Die Mühle wechselte jetzt von den chinesischen zu englischen Obszönitäten. Nun verstanden auch Lauri und Kalle, was das Gerät von sich gab. In der Tat schien es den Verstand verloren zu haben. Es schmetterte seine schweinischen Botschaften heraus, dass es seinen Besitzern die Sprache verschlug. Nur in den schmierigsten Sexhöllen bekam man solche Zoten zu hören. Alle Passagiere starrten die beiden Finnen verärgert an.
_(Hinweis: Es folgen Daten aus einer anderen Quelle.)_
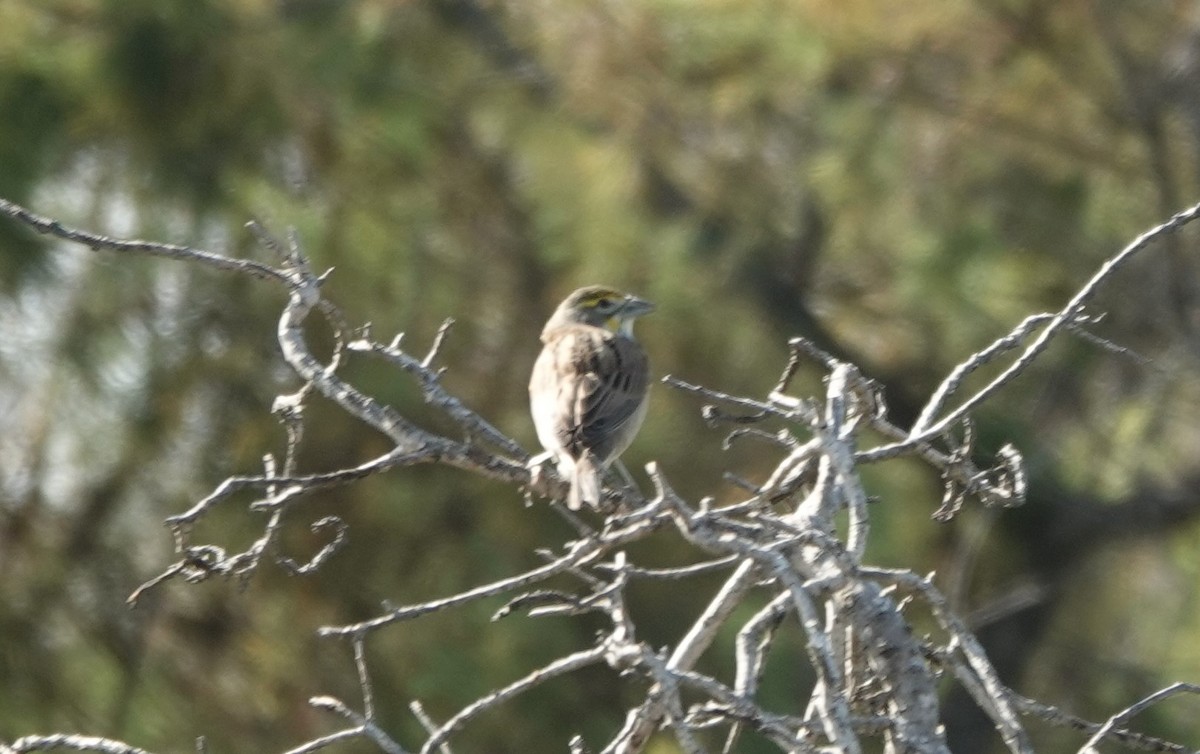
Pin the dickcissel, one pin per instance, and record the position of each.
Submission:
(588, 388)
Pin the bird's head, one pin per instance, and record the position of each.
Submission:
(603, 307)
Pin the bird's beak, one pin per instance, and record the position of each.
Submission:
(635, 306)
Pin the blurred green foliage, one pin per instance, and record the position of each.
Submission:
(900, 185)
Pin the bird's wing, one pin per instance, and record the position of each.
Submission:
(609, 389)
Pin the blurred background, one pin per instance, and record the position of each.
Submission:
(900, 185)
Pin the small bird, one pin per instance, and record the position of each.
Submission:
(589, 384)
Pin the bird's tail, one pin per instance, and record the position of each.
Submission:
(585, 484)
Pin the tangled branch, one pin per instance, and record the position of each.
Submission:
(796, 542)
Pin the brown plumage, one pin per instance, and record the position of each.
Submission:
(589, 386)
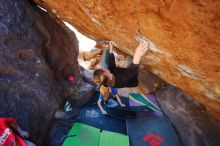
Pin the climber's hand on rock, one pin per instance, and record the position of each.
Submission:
(105, 44)
(140, 51)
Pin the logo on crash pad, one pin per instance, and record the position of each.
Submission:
(92, 114)
(85, 136)
(153, 139)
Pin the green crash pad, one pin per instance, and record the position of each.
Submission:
(84, 135)
(113, 139)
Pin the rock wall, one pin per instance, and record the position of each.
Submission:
(36, 52)
(184, 38)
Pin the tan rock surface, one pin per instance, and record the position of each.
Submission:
(185, 34)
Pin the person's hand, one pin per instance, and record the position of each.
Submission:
(104, 112)
(24, 134)
(140, 51)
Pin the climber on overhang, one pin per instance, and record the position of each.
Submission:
(115, 77)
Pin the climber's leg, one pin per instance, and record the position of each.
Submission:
(105, 59)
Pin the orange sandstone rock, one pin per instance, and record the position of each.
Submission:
(184, 35)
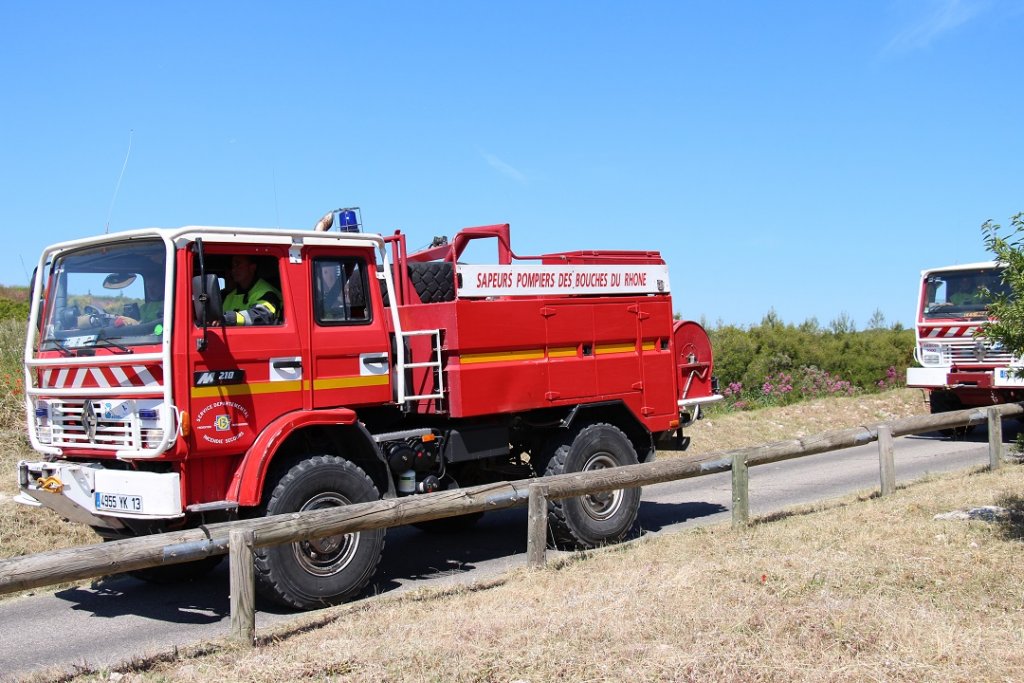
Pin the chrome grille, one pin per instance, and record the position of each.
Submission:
(81, 423)
(971, 352)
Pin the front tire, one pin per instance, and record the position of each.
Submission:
(322, 571)
(594, 519)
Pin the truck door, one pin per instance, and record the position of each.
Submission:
(350, 347)
(246, 375)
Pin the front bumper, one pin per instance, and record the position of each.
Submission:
(90, 494)
(946, 378)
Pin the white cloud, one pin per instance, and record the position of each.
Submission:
(505, 169)
(945, 15)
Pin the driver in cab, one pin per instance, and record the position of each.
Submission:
(253, 300)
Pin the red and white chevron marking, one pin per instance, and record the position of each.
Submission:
(104, 377)
(950, 331)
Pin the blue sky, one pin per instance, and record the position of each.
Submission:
(807, 157)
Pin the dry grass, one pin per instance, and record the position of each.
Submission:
(863, 589)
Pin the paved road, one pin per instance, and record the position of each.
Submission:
(117, 619)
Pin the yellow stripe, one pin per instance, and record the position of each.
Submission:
(349, 382)
(498, 356)
(615, 348)
(250, 389)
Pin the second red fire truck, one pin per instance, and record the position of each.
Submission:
(960, 368)
(386, 373)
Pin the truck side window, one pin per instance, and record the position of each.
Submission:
(340, 291)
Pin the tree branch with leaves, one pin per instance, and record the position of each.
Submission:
(1007, 309)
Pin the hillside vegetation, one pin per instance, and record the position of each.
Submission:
(775, 363)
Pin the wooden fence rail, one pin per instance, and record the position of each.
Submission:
(243, 536)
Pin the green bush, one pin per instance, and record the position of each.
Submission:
(776, 364)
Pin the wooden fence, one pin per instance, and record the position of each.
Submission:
(239, 539)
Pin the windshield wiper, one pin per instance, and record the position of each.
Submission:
(56, 342)
(111, 343)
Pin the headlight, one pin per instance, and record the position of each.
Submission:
(43, 431)
(931, 354)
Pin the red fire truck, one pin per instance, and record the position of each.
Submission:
(958, 367)
(386, 373)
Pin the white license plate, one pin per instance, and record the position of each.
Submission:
(119, 502)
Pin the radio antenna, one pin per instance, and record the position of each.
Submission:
(114, 199)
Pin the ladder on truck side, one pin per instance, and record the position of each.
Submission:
(406, 363)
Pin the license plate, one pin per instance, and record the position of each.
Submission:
(119, 502)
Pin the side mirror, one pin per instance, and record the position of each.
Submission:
(207, 304)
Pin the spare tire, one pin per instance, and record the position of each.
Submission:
(434, 281)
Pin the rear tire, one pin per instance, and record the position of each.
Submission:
(594, 519)
(323, 571)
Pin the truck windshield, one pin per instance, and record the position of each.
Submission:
(107, 297)
(963, 294)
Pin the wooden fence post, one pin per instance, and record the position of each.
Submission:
(740, 491)
(994, 438)
(537, 536)
(887, 467)
(243, 586)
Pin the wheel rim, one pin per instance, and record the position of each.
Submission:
(605, 504)
(327, 556)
Kalle blieb nichts weiter übrig, als die Bodenplatte der frivolen Mühle abzuschrauben und den Akku herauszunehmen, erst da verstummte sie. Lauri erhob sich und entschuldigte sich bei den Mitreisenden für den Zwischenfall. Er bedauerte das Verhalten der Gebetsmühle und erklärte, dass er und sein Freund nicht die Urheber der Obszönitäten seien.
Die unruhige Flugphase dauerte fast eine Stunde. Lauri und Kalle fragten sich, ob sie sich nicht doch auf ein zu großes Abenteuer eingelassen hatten. An ihrem Ziel, in Tibet, würden ihnen keine Sicherheitsgurte helfen, sich vor den Gefahren des Gebirges zu schützen.
»Schade, dass uns die frivole Mühle nicht beim Beten hilft. Hoffentlich knallen wir nicht gegen eine Gebirgswand, die Maschine schaukelt immer schlimmer«, meinte Lauri.
Kalle beruhigte seinen Reisegefährten und sagte ihm, dass sie ganz sicher mit dem Apparat würden beten können, wenn sie nur erst in der Bahn säßen.